Osaki – a kind of posh version of London Docklands
Technically – although there's nothing technical about it – Thursday was a day off. I'd tried to get on a plant visit, which would have taken up the entire day, but had been unsuccessful, so the day was mine. I did need to see how easy (or otherwise) it would be for me to reach the offices of a big company I was visiting on Friday, so I set off early, first for breakfast in a Starbuck's (the aforementioned mint tea and banana) and then I explored a bit of the city. I started off at Roppongi underground station, travelled a couple of stops to Ebisu and then switched to the JR line, which is not part of the metro system, more a kind of Overground train the runs in a circle around the city, meaning I had to pay separately. It was a couple of stops, possibly three, to Osaki, which was a bit like Docklands, but slightly more exclusive, and I made my way to the building I needed to locate. It was easy: an 11-minute walk from Osaki station, so that was dry run sorted, so to speak, now all that remained was the real thing on Friday.

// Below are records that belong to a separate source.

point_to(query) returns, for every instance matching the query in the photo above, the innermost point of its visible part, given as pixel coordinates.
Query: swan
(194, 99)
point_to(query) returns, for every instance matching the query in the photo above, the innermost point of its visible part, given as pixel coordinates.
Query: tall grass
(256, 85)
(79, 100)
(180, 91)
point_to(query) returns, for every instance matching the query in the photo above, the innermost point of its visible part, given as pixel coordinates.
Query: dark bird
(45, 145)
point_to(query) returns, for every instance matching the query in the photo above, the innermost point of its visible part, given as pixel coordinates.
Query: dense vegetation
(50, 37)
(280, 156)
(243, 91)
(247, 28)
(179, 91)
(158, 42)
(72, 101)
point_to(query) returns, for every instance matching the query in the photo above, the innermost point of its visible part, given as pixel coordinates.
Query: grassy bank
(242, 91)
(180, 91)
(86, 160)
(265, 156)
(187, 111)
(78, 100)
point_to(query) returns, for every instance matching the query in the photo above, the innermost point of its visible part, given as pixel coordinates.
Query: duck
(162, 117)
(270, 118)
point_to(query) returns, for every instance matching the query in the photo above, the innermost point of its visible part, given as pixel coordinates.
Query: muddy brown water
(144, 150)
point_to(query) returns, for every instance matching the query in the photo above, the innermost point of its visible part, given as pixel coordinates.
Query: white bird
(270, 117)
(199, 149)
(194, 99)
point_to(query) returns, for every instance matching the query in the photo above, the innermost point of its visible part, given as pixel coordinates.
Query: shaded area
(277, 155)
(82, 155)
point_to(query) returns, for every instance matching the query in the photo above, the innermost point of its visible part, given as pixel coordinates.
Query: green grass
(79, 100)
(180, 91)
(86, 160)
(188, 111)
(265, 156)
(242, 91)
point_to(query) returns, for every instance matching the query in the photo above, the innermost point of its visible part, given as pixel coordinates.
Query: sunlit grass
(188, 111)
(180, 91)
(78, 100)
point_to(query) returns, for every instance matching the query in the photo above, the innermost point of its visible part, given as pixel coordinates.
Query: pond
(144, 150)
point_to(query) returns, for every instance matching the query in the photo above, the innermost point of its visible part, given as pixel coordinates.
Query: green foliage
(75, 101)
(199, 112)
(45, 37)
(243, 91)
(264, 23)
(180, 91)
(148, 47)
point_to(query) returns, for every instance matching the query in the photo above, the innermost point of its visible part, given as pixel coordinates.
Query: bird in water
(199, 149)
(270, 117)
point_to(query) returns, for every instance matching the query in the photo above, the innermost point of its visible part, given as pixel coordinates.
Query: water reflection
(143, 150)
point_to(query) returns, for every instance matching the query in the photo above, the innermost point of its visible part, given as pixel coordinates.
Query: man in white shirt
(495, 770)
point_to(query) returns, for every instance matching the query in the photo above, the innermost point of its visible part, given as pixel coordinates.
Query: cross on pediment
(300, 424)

Later, I resisted the temptation to eat Chinese in Osaki and instead pushed on to a place called Shibiya where I found an Indonesian restaurant for lunch. After what was an enjoyable meal of chicken curry with rice and a small cake for dessert, not forgetting a non-alcohol Suntory beer, I headed back to the station and stopped off at two guitar shops, one selling Fender Stratocasters and the other specialising in bass guitars. I was there for all of five minutes before pushing on further to Shinjuki, Tokyo's answer to Oxford Street. I checked out a few stores with no intention of buying anything and when I got back to my hotel I discovered that there was a Hard Rock Café close by and headed in the general direction. It would be good to have something a little wholesome, so once seated I chose Atlantic salmon with mashed potato, greens and carrots – that was the good bit, the bad bit was the dessert of apple cobbler, which might have been fine if it hadn't been drenched in caramel sauce. A little custard would have sufficed, but no, this was just awful. I say awful, I finished the lot, it was very tasty, but it was awful in the sense of not being very healthy. I might have given up drinking, but I've got to give up cakes and sweet things too.